Now, she has blossomed into womanhood, and I’d done my best to protect her, to keep my eyes off her like those other assholes who only saw her as a piece of meat. I’m too old to be anything but her parents’ manager, on the periphery of her world and her vision.
I spent almost enough time to convince myself I didn’t want her.
And when I come back to the present moment, I’m still sitting behind the desk. I’m still putting off filing the paperwork for the trust, because those days are just as dead as my friends, and signing away my access to Empire won’t bring them back.
It’s only going to leave me broke and empty.
NINE
With Marcus fully distracted, holed up in Dad’s old office, I make a break for it, sneaking out the front door and making as little noise as possible, though probably too much for my own good. Except if I don’t get out of here, then I’m going to explode.
I’ve already exploded in an utterly different way, and remembering it now brings heat back to my cheeks.
One orgasm hadn’t been enough. I drop down into the driver’s seat of my sweet little convertible. I’d gotten up and somehow managed to put distance between us, making it as far as my bedroom before I collapsed. I splayed my legs open on the bed and touched myself to a second orgasm, and then I had to change my panties because they’d been soaked through.
Damn. I’ve always fantasized about Hot Daddy Marcus, but in a completely untouchable way. He’s been a fixture in my life for as long as I can remember, entirely off limits. What kind of person drools over their dad’s friend? The sick kind, even though he’s a good-looking man. Any normal person would have thoughts about what it would be like to kiss, to touch, to have sex with a man like him. Right?
A lot of women want men who either don’t want them back or aren’t good for them.
Except I’ve memorized the feeling of Marcus fingering me.
I never thought he’d touch me, never thought we’d ever get here, to where every part of me wants every part of him. I knew I’d never be satisfied with a single kiss. His fingers inside me—
I press my foot down harder on the gas, the windows down and the breeze tickling the baby hairs around my face. Everything else is secured in a ponytail at the top of my head.
River has been my bestie for as long as I can remember, a dusky skinned, black-haired beauty who always had a spark of something extra in her personality, the charisma of a girl destined to command attention.
My mother used to make sure the two of us found ourselves in the same circles, telling me when we were alone how much I could use someone like River in my corner, like she is the spark to set me aflame.
Luckily for both of us, we always clicked. The friendship has seen us both through some tough times—and some great ones, too—but I’ve leaned on her hard with my parent’s deaths.
She hasn’t let up on the Hot Daddy Marcus bit, either, pushing and pushing since yesterday for me to tell her exactly what’s going on with him. With us.

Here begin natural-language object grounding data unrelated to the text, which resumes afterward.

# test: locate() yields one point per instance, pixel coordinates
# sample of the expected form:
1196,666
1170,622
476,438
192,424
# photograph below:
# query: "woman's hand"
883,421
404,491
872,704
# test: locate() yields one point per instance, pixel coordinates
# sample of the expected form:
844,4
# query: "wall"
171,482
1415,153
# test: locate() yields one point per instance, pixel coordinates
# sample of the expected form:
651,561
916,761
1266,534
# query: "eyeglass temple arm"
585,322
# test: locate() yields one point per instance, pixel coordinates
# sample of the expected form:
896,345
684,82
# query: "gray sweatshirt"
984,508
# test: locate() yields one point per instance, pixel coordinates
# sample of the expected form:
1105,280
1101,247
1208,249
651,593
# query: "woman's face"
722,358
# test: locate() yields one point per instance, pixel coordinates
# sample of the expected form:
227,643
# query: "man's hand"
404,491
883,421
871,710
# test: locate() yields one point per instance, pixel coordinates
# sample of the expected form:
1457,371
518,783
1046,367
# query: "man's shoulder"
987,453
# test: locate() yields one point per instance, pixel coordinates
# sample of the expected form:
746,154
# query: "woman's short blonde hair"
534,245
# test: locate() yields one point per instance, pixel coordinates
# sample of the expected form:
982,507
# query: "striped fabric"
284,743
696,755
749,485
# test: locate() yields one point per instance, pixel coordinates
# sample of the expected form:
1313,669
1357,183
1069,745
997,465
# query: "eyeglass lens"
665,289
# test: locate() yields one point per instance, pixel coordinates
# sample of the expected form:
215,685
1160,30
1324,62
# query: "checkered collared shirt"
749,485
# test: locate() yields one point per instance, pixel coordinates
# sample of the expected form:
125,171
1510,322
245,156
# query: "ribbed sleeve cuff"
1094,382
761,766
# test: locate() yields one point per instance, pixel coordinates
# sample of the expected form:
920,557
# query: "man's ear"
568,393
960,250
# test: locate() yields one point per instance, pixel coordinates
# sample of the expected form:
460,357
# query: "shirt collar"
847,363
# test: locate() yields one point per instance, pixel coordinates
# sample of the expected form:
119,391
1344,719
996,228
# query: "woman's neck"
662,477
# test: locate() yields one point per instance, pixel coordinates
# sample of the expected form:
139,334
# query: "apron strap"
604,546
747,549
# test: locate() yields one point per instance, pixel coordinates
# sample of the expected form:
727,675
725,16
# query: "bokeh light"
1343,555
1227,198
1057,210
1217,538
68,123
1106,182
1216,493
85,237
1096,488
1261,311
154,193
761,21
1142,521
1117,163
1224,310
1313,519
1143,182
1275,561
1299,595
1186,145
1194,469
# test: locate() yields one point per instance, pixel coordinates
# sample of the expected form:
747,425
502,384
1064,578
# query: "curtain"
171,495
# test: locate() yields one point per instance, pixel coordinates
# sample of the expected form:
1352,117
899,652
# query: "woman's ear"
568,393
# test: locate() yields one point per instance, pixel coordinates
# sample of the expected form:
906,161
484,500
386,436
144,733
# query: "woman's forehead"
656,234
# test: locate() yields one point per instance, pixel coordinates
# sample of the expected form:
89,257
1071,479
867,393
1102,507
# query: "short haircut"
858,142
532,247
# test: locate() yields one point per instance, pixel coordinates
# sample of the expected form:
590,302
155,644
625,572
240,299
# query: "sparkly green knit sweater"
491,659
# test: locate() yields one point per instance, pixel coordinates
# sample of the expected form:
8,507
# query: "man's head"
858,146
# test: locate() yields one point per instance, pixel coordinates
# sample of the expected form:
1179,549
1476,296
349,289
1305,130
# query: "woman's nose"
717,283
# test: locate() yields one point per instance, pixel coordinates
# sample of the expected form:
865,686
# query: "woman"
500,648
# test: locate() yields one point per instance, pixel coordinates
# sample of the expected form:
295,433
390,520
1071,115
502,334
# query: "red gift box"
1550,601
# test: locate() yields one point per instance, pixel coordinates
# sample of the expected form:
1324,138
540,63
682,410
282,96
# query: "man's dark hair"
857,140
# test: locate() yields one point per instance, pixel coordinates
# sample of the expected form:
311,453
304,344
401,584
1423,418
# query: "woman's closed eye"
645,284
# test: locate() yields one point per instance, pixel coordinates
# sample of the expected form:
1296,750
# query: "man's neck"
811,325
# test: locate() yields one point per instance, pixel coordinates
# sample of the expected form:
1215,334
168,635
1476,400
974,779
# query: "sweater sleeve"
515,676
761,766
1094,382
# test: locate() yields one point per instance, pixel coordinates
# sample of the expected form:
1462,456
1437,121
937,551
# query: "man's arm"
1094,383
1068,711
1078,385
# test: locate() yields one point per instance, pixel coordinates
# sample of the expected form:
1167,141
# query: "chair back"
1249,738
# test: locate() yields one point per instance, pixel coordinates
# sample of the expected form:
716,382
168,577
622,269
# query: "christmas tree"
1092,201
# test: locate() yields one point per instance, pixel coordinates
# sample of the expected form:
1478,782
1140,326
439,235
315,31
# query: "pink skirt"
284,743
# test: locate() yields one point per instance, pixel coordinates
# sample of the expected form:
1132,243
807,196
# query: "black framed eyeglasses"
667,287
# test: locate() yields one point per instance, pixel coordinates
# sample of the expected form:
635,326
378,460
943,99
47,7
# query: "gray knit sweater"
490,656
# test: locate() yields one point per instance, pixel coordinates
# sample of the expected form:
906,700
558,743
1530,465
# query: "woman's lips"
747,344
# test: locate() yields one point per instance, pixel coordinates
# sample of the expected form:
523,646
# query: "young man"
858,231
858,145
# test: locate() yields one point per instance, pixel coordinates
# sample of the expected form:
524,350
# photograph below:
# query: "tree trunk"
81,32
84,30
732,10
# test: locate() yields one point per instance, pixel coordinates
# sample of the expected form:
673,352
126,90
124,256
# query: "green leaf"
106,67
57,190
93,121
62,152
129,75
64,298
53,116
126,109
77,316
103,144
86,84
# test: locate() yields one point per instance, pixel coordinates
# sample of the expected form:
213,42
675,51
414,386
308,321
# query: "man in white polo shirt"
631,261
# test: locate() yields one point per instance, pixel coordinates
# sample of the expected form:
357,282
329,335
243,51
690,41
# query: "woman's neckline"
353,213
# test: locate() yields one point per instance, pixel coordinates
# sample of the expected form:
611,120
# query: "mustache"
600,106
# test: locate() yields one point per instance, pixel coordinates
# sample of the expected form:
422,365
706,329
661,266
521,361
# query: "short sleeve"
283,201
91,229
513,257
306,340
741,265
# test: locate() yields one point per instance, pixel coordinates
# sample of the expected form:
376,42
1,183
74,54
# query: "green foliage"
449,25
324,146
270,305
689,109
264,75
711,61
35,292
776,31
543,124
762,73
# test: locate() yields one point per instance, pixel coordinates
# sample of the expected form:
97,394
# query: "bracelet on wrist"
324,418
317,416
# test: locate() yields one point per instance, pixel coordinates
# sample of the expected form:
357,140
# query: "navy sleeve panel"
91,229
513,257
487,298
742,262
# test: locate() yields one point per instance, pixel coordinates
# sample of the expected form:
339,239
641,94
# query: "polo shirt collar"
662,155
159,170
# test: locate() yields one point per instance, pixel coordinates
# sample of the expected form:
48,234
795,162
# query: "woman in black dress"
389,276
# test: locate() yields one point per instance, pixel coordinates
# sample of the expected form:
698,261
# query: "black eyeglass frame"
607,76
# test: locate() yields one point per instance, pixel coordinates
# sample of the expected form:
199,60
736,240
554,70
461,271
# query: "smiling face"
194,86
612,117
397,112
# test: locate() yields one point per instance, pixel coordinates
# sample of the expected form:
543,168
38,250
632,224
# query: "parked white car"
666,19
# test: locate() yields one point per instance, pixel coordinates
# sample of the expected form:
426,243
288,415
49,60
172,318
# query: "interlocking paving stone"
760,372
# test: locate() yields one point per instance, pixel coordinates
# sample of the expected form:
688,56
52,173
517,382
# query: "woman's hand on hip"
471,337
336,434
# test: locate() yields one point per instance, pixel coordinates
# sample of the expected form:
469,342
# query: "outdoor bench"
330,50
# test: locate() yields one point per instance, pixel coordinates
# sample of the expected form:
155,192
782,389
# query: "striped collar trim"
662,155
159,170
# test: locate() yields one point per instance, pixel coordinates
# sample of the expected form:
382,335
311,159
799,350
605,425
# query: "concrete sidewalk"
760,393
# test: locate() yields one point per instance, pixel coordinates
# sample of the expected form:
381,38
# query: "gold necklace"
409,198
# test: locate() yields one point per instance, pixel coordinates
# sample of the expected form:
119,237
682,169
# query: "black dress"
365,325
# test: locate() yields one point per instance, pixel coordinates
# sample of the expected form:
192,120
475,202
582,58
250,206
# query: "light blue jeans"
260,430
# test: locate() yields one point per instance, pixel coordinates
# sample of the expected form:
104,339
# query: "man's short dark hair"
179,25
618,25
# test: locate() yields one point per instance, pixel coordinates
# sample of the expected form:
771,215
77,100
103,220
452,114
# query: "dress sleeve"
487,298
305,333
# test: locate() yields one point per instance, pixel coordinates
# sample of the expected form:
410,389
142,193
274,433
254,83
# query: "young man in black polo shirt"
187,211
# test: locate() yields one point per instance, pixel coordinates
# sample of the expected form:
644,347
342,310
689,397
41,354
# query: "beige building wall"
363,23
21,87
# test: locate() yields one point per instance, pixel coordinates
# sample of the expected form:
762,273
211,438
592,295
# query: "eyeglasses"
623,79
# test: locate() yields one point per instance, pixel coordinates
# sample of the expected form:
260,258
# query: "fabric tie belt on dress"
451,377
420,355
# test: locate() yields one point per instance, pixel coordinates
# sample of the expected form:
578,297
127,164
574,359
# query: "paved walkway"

She means with the audition, but this is the first time I don’t actually want her to know what happened.
I bite my tongue.
Today, River is doing some kind of social media content posting at a local café, and when I texted earlier, she said to meet her there.
It’s hard enough to find time with her busy schedule. I’m the one in a position to accommodate, so I’ve got no choice but to go out. On multiple levels. See River, tell her mostly everything, and get the hell out of the house and away from Marcus for a while.
Support her, I clarify.
She’s consistent in her social media engagement, and it’s paid off for her. She deserves every bit of recognition.
All the bad things have the tendency to evaporate bit by bit behind the wheel of a convertible. With the wind warm on my skin and the California sun bright overhead, it doesn’t matter how busy the streets are. It doesn’t matter what kind of problems I have at home. There is nothing like this place, nothing like Rodeo Drive and the crash of the Pacific Ocean surf nearby. The stars on the walk of fame, the wax museum, the hills and the Griffith observatory…
No better place on Earth.
The cafe offers vegan pastries and pretty good responsibly sourced coffee. River goes apeshit for that kind of thing, and her followers, all one point two million of them, tune in religiously when she spotlights places around the United States where they can follow her lead.
I make it to the cafe at the tail end of her live video, and the crowds gathered to catch a glimpse of River are large enough for me to feel a little awkward.
Once I’m out of the car, they’ll see me, and they’ll know.
There’s no anonymity anywhere.
My reflection screws into a grimace, the dark shades of sunglasses hiding my narrowed eyes.
Knowing the press would be mingled with the crowd and seeing them in the flesh are two different beasts. Not to mention, I’ve let my own social media slide abysmally low over the last few months. No one can blame me, though. Not when I keep getting well wishes from multiple strangers who want to make sure I’m okay after the plane crash.